Elephant seal is back

The Department of Fisheries and Oceans has confirmed that Victoria’s favourite stair-climbing, beach-lounging elephant seal is back in town, less than a week after he was relocated.

The two-year-old juvenile seal known as Emerson was corralled into a van and taken to an undisclosed beach on west Vancouver Island on April 5.

It was the fifth time Emerson had been relocated by DFO since his first appearance at Whiffin Spit in May 2023.

But on Monday, DFO spokesperson Leri Davies confirmed Emerson was once again in Victoria-area waters.

“One amazing critter,” Davies said of Emerson, who is believed to have made the journey from the beach — believed to be located in the Barkley Sound area — in just six days.
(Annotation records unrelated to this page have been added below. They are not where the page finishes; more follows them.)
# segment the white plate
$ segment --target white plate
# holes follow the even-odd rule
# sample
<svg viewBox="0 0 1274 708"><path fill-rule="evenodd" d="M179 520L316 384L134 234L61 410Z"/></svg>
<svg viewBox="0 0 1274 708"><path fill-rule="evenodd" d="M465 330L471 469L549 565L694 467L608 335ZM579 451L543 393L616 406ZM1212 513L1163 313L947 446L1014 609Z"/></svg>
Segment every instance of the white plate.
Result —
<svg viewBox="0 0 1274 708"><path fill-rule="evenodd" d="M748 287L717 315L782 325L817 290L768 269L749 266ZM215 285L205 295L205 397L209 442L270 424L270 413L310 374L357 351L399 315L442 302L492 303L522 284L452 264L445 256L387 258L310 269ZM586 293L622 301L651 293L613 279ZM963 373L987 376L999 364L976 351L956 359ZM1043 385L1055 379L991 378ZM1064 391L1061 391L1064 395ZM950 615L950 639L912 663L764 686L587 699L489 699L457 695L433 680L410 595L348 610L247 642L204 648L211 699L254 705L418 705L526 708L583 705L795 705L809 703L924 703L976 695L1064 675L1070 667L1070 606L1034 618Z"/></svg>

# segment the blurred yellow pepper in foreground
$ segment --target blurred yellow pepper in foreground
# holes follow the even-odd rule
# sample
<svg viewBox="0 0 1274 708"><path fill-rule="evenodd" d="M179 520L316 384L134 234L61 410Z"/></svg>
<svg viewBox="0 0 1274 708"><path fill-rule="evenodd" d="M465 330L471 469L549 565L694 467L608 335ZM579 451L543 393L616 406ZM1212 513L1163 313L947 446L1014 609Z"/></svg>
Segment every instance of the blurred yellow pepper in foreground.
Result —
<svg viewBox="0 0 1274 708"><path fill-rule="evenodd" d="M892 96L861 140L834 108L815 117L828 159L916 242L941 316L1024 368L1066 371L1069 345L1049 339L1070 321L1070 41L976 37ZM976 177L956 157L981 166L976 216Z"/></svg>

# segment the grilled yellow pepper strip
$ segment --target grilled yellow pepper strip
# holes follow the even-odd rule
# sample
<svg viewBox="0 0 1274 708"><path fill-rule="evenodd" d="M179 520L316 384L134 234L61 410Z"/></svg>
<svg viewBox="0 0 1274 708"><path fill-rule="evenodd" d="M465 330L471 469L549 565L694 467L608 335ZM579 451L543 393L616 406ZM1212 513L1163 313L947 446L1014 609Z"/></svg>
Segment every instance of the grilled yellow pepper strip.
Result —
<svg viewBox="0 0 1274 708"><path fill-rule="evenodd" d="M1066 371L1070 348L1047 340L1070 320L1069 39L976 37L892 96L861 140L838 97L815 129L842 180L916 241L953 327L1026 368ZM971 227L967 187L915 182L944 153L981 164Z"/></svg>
On Saturday evening, Chris Ashurt took a photo of an elephant seal lazing around on Gonzales Beach.

“Everyone, they just all called it Emerson,” he said. “But that might just be the new collective term for elephant seals at this point.”

Ashurt, who was visiting from Haida Gwaii, had heard about Emerson but wasn’t certain if he had seen the seal in question.

Regardless of the seal’s identity, beachgoers gave it a wide berth. “Everyone was very respectful,” Ashurt said.

Ashurt, who posted about his encounter on social media, said some commentators saw Emerson swimming off the beach on Sunday morning.

Born in January 2022 in Bowman Bay in Puget Sound, Emerson gained a loyal following in Victoria when he spent about a month moulting at Oak Bay Marina Beach last year, and made his way onto the grassy boulevard next to Beach Drive.

Despite several efforts to relocate him, he continues to return to Victoria-area waters.

After he was spotted again this April in the Gorge Waterway in Saanich, then hanging out at Gorge and Admirals roads, he was relocated so he could complete the moulting process in peace, away from humans and off-leash dogs.

Elephant seals usually come ashore twice a year, with April and May being prime time for juvenile seals like Emerson to undergo the three-to-five week moulting process, during which they lose their hair and top layer of skin, then regrow their hair to stave off cold in the water.

Davies said that no DFO officers were available for an interview on Monday.